Operational quantum computers are only a decade away, according to many physicists in the field, and nitrogen-vacancy centers in diamond are a promising way to implement a sensor or register component for such a system. However, one barrier is the ability to read out the stored optical information from such a nitrogen-vacancy-based system. Materials researchers in Europe have devised a way to read the stored information using direct energy transfer from nitrogen-vacancy centers in diamond nanocrystals on a layer of graphene (Nat. Nano., doi: 10.1038/nnano.2014.276).

In the experiment, laser light shined on a nanodiamond with a central defect (comprised of a nitrogen atom and a vacancy) excites an electron, creating a dipole from the excited electron and the vacated ground state. This likewise induces a corresponding dipole in the graphene layer, the charge of which can be measured because graphene is electrically conducting. 

Professor of experimental physics Alexander Hollleitner at the Technische Universität München (TU München) in Munich, Germany, and Frank Koppens, professor of physics at the Institut de Ciencies Fotoniques near Barcelona, Spain, and colleagues developed nanocircuits with extremely fast switching speeds, consisting of 100-nm diamonds on top of a graphene layer overlaid with two gold electrodes to detect the induced charge. The group was able to detect currents with picosecond time resolution (trillionths of a second) to read out transferred electron excitations in the graphene.

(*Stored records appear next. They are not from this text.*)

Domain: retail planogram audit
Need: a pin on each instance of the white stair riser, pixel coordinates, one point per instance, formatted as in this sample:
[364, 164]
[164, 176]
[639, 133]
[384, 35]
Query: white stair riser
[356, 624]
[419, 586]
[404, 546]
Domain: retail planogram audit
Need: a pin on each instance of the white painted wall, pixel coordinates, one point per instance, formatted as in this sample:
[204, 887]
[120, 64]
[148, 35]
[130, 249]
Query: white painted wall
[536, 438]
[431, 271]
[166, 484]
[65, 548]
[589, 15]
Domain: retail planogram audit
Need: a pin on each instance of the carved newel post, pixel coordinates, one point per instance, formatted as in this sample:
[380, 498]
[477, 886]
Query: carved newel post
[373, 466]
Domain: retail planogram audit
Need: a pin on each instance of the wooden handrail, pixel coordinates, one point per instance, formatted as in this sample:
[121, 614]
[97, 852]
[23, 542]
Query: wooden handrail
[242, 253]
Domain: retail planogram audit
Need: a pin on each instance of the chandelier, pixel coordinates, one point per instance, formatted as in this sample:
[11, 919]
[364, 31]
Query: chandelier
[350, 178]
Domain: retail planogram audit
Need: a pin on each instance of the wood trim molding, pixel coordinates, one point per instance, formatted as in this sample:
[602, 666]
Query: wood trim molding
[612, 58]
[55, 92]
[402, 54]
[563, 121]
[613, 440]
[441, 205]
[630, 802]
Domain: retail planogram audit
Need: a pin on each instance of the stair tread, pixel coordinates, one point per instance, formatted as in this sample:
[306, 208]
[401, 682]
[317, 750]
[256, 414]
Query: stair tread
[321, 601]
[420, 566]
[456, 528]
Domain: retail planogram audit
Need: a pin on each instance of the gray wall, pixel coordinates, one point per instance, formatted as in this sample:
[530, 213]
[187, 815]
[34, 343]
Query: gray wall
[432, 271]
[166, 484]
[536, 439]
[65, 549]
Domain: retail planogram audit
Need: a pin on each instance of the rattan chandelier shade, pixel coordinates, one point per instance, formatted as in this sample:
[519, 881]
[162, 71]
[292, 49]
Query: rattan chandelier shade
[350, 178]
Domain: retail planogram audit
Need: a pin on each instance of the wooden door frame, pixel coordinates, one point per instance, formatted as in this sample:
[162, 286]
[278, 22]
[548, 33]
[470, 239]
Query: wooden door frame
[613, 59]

Ultrafast readout is important because the electron-vacancy pairs are generated for only a few billionths of a second.

“In principle, our technology is so sensitive that we should also be able to measure individual dye molecules,” said doctoral candidate and first author Andreas Brenneis at TU München in a press release.

The results may pave the way for incorporation of nitrogen-vacancy centers into ultrafast electronic circuits for quantum computers and for electronic read-out of non-radiative transfer processes.